La société australienne de défense DroneShield a achevé une mue spectaculaire, passant du statut de jeune pousse à croissance rapide à celui de fournisseur rentable sur la scène internationale. Deux éléments viennent concrétiser cette transformation : l’inauguration d’un site de production en Europe le 11 mars et l’exercice 2025, qui marque le premier bénéfice net de son histoire.
Une année 2025 historique : le cap de la profitabilité est franchi
L’exercice clos a constitué un tournant décisif pour l’entreprise. DroneShield a enregistré un chiffre d’affaires en hausse de 276%, atteignant 216,5 millions de dollars australiens (AUD). Surtout, la société est devenue profitable, affichant un bénéfice net de 3,5 millions AUD, contre une perte l’année précédente. Son EBITDA ajusté s’est établi à 36,5 millions AUD.
Cette performance s’accompagne d’une évolution du modèle économique.

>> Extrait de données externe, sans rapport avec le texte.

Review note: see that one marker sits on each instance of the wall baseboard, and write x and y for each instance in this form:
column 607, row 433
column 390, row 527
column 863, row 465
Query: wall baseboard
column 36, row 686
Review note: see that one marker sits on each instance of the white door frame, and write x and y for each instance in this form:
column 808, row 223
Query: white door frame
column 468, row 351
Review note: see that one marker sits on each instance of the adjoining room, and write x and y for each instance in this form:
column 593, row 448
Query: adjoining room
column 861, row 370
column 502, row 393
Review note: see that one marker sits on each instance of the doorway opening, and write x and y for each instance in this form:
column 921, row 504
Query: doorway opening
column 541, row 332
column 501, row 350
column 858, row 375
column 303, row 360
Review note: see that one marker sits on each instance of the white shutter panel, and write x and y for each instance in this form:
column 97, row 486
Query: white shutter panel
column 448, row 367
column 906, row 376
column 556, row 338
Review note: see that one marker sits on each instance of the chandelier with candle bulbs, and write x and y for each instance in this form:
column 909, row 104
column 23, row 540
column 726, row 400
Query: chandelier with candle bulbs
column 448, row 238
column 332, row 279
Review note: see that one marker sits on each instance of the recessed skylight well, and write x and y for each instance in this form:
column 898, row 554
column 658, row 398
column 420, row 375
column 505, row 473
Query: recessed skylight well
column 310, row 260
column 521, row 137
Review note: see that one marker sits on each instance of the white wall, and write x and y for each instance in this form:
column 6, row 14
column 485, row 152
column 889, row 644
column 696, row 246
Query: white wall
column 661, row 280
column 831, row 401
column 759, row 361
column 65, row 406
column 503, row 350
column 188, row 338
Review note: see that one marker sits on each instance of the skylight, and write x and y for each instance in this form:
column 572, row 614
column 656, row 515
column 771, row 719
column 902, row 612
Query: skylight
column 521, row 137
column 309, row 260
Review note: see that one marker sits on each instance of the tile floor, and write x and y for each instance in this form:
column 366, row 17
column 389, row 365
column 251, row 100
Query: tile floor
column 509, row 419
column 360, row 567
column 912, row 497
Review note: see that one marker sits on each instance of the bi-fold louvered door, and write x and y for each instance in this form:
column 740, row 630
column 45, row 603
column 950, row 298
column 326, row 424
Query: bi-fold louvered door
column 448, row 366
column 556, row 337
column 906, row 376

Aux côtés des ventes de matériel, les abonnements SaaS prennent de l’importance, visant à générer des flux de revenus récurrents et plus stables.
Une usine européenne pour saisir les opportunités du continent
La stratégie d’implantation locale est un axe majeur de développement. DroneShield a ouvert une ligne d’assemblage dans l’Union européenne en partenariat avec un sous-traitant industriel établi. Les premières livraisons depuis ce site sont prévues pour mi-2026. Les activités couvriront l’assemblage de cartes électroniques, l’usinage de précision et la fabrication de faisceaux de câbles.
Cette décision répond à une demande croissante des gouvernements européens, qui privilégient désormais des chaînes d’approvisionnement régionales pour leurs contrats de défense. Le programme ReArm Europe stimule par ailleurs les budgets militaires sur le continent. DroneShield y a déjà constitué un portefeuille de 78 projets potentiels, représentant un volume total de 1,2 milliard AUD.
Les investisseurs ont salué cette initiative : le 13 mars, l’action DroneShield a progressé de plus de 6% à la bourse australienne (ASX), avec un volume d’échanges dépassant les 99 millions AUD.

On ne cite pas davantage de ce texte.